Monsieur, répondit la jeune fille à l'une des demandes faites par le peintre pendant le moment où il était encore en proie à tout le vague que la chute avait produit dans ses idées, ma mère et moi, nous avons entendu le bruit de votre corps sur le plancher, nous avons cru distinguer un gémissement. Le silence qui a succédé à la chute nous a effrayées, et nous nous sommes empressées de monter. En trouvant la clef sur la porte, nous nous sommes heureusement permis d'entrer, et nous vous avons aperçu étendu par terre, sans mouvement. Ma mère a été chercher tout ce qu'il fallait pour faire une compresse et vous ranimer. Vous êtes blessé au front, là,

sentez-vous!

-Oui, maintenant, dit-il.

Oh! cela ne sera rien, reprit la vieille mère. Votre tête a, par bonheur, porté sur ce mannequin.
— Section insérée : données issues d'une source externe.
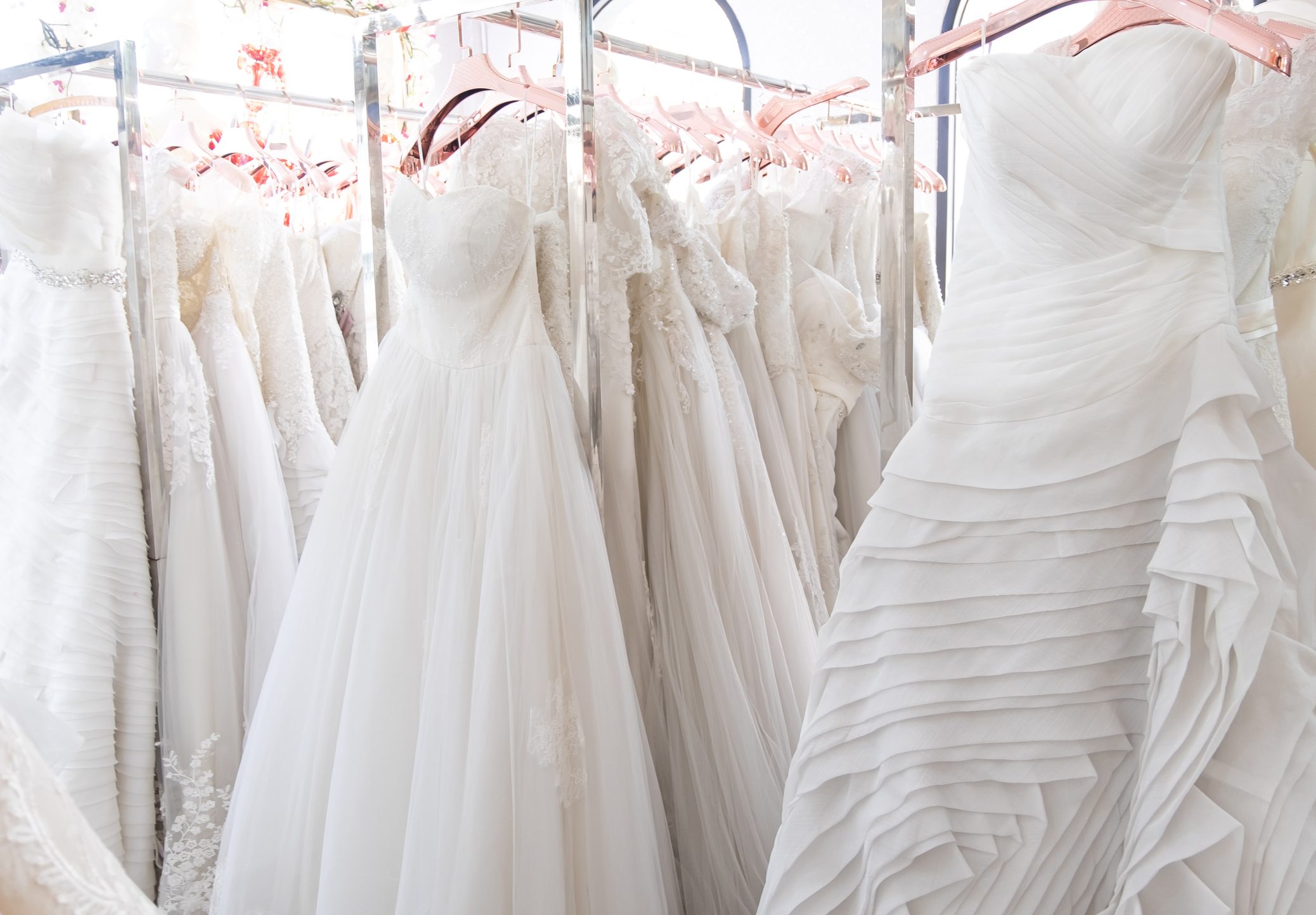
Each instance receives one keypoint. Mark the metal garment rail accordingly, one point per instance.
(141, 323)
(254, 94)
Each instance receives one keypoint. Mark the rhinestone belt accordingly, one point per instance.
(1294, 276)
(78, 279)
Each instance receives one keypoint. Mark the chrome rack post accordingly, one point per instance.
(582, 184)
(141, 324)
(895, 210)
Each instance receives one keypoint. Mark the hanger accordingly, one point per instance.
(778, 110)
(72, 101)
(1244, 36)
(472, 75)
(1126, 15)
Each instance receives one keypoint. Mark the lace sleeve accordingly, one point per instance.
(926, 282)
(1267, 131)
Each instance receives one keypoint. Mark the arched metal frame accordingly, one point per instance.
(948, 23)
(737, 29)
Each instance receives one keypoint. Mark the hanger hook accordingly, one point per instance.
(516, 18)
(461, 39)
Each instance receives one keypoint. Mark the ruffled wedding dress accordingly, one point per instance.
(254, 246)
(736, 222)
(77, 629)
(1269, 125)
(52, 861)
(258, 532)
(1070, 668)
(331, 370)
(202, 606)
(449, 722)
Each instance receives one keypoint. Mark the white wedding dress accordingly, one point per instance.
(449, 722)
(331, 368)
(77, 629)
(202, 608)
(258, 532)
(1070, 670)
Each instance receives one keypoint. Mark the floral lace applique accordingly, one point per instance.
(557, 742)
(184, 418)
(193, 841)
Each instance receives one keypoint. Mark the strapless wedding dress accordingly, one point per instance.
(448, 722)
(1070, 668)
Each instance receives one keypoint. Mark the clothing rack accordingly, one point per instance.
(249, 93)
(895, 200)
(141, 323)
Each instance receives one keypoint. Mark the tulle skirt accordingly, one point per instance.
(449, 722)
(1070, 670)
(75, 609)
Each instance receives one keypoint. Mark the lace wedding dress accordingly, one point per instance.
(1070, 668)
(453, 641)
(254, 248)
(258, 532)
(1269, 125)
(331, 370)
(52, 861)
(75, 611)
(202, 606)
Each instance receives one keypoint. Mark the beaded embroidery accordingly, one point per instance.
(79, 279)
(1294, 276)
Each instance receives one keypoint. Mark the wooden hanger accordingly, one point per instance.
(1126, 15)
(1242, 34)
(72, 101)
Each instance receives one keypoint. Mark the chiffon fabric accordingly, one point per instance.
(202, 606)
(77, 629)
(449, 724)
(1070, 668)
(52, 861)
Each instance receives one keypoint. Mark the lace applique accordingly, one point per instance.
(184, 418)
(1267, 131)
(1268, 354)
(77, 871)
(286, 376)
(770, 274)
(557, 742)
(331, 370)
(193, 843)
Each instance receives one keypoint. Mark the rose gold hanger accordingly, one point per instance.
(1247, 37)
(1126, 15)
(475, 74)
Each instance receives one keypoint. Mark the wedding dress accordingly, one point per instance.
(52, 861)
(1269, 125)
(75, 616)
(258, 532)
(453, 641)
(1070, 668)
(331, 370)
(202, 606)
(735, 221)
(254, 245)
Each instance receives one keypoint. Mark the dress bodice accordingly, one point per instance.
(1268, 128)
(61, 192)
(472, 286)
(1095, 182)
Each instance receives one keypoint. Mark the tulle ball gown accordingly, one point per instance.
(1070, 667)
(449, 724)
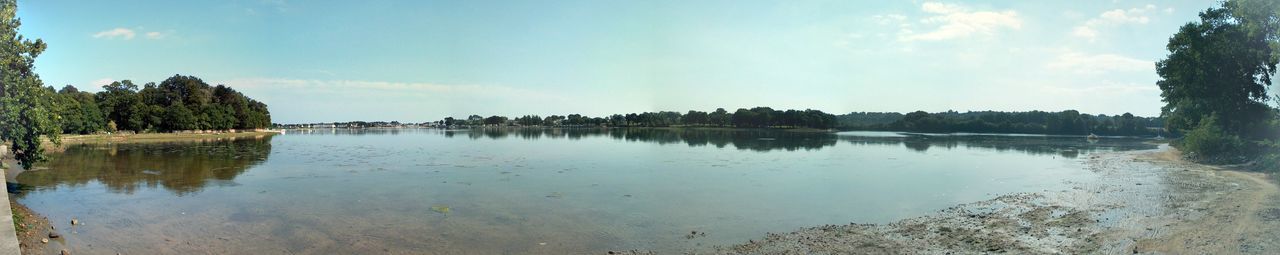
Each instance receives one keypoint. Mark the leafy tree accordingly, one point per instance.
(1217, 72)
(720, 117)
(26, 108)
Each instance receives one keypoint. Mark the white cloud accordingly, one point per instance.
(119, 32)
(127, 33)
(155, 35)
(1087, 32)
(941, 8)
(1116, 17)
(101, 82)
(1101, 63)
(888, 19)
(342, 86)
(1105, 87)
(958, 22)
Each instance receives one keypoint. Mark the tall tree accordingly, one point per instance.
(26, 106)
(1221, 67)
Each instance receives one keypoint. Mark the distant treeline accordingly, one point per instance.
(741, 118)
(1068, 122)
(181, 103)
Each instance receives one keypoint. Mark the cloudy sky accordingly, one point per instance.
(423, 60)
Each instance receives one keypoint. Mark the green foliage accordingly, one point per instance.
(27, 110)
(78, 112)
(1215, 82)
(181, 103)
(1208, 142)
(1068, 122)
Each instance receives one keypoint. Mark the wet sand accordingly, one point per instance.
(1144, 203)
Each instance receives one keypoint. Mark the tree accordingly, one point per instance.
(26, 106)
(1217, 71)
(720, 117)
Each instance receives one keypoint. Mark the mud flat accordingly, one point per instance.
(1143, 203)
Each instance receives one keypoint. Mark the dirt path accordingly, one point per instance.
(1142, 203)
(1240, 217)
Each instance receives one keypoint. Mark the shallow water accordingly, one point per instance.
(522, 191)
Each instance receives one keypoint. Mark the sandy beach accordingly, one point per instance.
(1144, 203)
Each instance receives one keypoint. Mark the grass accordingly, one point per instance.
(18, 221)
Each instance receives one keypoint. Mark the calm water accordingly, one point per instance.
(522, 191)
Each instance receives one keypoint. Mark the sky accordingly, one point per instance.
(424, 60)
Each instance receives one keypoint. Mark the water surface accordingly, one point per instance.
(524, 191)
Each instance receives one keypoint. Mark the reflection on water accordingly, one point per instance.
(182, 167)
(524, 191)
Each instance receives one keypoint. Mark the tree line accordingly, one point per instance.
(758, 117)
(179, 103)
(1068, 122)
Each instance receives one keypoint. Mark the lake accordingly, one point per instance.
(524, 191)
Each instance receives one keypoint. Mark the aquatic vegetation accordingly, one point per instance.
(442, 209)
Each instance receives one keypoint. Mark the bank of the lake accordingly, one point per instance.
(158, 137)
(1116, 197)
(1147, 203)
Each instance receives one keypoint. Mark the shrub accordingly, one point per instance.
(1210, 144)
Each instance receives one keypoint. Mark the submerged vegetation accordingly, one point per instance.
(1068, 122)
(758, 117)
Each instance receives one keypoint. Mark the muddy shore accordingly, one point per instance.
(31, 228)
(1143, 203)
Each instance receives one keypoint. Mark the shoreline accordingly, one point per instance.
(1147, 201)
(1141, 203)
(154, 137)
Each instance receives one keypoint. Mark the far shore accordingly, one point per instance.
(156, 137)
(1146, 203)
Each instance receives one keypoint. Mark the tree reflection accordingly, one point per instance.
(179, 167)
(768, 140)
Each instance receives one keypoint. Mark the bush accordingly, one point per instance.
(1207, 142)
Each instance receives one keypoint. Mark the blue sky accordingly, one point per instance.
(423, 60)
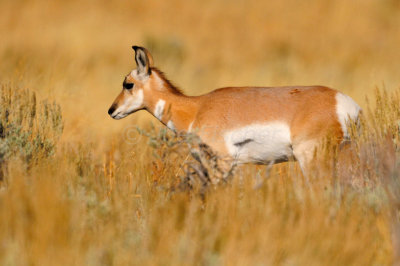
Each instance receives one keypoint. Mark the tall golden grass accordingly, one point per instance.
(104, 197)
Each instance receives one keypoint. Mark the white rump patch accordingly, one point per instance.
(171, 125)
(190, 126)
(346, 109)
(260, 143)
(158, 111)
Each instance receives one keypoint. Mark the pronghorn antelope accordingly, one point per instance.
(248, 124)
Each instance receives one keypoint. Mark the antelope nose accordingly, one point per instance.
(111, 110)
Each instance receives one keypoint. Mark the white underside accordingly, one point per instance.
(260, 143)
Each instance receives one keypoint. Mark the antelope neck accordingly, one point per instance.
(176, 111)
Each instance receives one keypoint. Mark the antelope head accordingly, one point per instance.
(136, 83)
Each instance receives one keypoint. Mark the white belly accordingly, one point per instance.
(260, 143)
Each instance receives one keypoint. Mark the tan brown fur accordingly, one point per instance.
(309, 111)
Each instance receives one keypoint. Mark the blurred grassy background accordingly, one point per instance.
(79, 51)
(101, 200)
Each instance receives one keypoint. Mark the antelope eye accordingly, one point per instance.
(128, 86)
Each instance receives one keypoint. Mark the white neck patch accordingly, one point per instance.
(171, 125)
(159, 109)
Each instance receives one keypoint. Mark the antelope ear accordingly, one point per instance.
(144, 60)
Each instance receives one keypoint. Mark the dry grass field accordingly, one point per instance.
(78, 188)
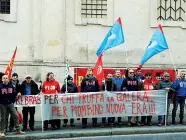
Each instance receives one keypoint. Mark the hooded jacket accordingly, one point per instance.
(118, 82)
(51, 87)
(130, 84)
(71, 88)
(167, 84)
(110, 85)
(89, 84)
(34, 88)
(147, 85)
(16, 85)
(7, 94)
(180, 87)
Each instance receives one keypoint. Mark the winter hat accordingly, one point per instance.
(14, 74)
(69, 78)
(28, 76)
(148, 74)
(166, 74)
(1, 75)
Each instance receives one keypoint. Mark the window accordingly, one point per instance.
(8, 10)
(5, 6)
(94, 12)
(94, 8)
(171, 10)
(168, 13)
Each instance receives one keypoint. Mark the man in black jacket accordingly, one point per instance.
(89, 84)
(131, 84)
(15, 82)
(71, 88)
(110, 86)
(28, 87)
(7, 100)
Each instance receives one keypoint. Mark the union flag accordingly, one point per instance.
(98, 70)
(10, 65)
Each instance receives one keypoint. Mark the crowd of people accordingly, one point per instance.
(9, 89)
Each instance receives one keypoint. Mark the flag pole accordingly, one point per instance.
(172, 61)
(126, 55)
(66, 75)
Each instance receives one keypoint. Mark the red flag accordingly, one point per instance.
(98, 70)
(9, 68)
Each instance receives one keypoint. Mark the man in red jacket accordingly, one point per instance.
(51, 86)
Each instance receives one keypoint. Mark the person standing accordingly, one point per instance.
(118, 80)
(27, 88)
(180, 94)
(15, 82)
(147, 84)
(71, 88)
(7, 100)
(168, 86)
(110, 86)
(89, 84)
(139, 75)
(51, 86)
(130, 83)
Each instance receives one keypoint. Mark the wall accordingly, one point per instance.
(45, 33)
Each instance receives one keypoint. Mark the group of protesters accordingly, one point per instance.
(9, 89)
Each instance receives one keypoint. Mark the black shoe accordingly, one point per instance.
(24, 129)
(32, 129)
(72, 125)
(84, 126)
(11, 129)
(103, 125)
(181, 122)
(45, 128)
(173, 122)
(64, 125)
(94, 124)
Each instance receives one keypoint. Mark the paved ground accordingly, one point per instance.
(167, 136)
(77, 131)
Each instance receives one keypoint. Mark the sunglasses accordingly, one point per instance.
(5, 78)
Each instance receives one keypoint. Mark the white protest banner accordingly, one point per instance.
(104, 104)
(30, 100)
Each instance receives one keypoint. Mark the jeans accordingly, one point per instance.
(181, 101)
(3, 117)
(11, 126)
(66, 120)
(129, 119)
(31, 111)
(143, 119)
(161, 118)
(110, 120)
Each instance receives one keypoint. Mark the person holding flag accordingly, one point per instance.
(113, 38)
(89, 84)
(130, 83)
(71, 88)
(10, 66)
(7, 100)
(157, 44)
(51, 86)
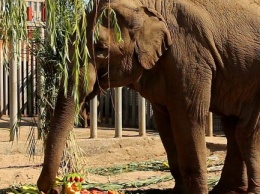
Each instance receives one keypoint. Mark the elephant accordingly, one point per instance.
(187, 57)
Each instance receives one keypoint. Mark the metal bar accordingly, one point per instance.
(209, 129)
(13, 87)
(93, 118)
(1, 81)
(118, 112)
(141, 115)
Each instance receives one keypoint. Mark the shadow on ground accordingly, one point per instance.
(149, 191)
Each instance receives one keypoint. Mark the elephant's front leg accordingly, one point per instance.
(189, 136)
(163, 123)
(233, 178)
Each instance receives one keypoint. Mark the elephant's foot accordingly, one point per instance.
(227, 190)
(179, 189)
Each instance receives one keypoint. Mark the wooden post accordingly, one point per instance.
(13, 88)
(133, 108)
(25, 78)
(148, 115)
(40, 82)
(107, 107)
(93, 118)
(118, 112)
(1, 81)
(209, 129)
(141, 115)
(125, 106)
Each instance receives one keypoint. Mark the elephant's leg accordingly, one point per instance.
(248, 138)
(163, 123)
(233, 177)
(189, 136)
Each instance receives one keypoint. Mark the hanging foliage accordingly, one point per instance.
(13, 24)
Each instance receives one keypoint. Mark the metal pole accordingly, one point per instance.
(141, 115)
(209, 129)
(40, 82)
(118, 112)
(13, 88)
(93, 118)
(1, 80)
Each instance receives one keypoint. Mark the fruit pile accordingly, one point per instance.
(70, 184)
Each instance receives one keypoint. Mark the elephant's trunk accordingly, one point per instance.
(60, 126)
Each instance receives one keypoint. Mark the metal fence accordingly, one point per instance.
(26, 84)
(27, 95)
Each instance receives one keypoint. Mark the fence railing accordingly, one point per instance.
(108, 111)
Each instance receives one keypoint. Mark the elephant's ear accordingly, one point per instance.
(152, 39)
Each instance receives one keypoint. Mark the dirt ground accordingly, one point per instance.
(16, 167)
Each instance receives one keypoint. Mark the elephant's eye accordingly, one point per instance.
(101, 51)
Je me sens infiniment mieux, répondit le peintre, je n'ai plus besoin que d'une voiture pour retourner chez moi. La portière ira m'en chercher une.

Il voulut réitérer ses remercîments aux deux inconnues; mais, à chaque phrase, la vieille dame l'interrompait en disant - Demain, monsieur, ayez bien soin de mettre des sangsues ou de vous faire saigner, buvez quelques tasses de vulnéraire, soignez-vous, les chutes sont dangereuses.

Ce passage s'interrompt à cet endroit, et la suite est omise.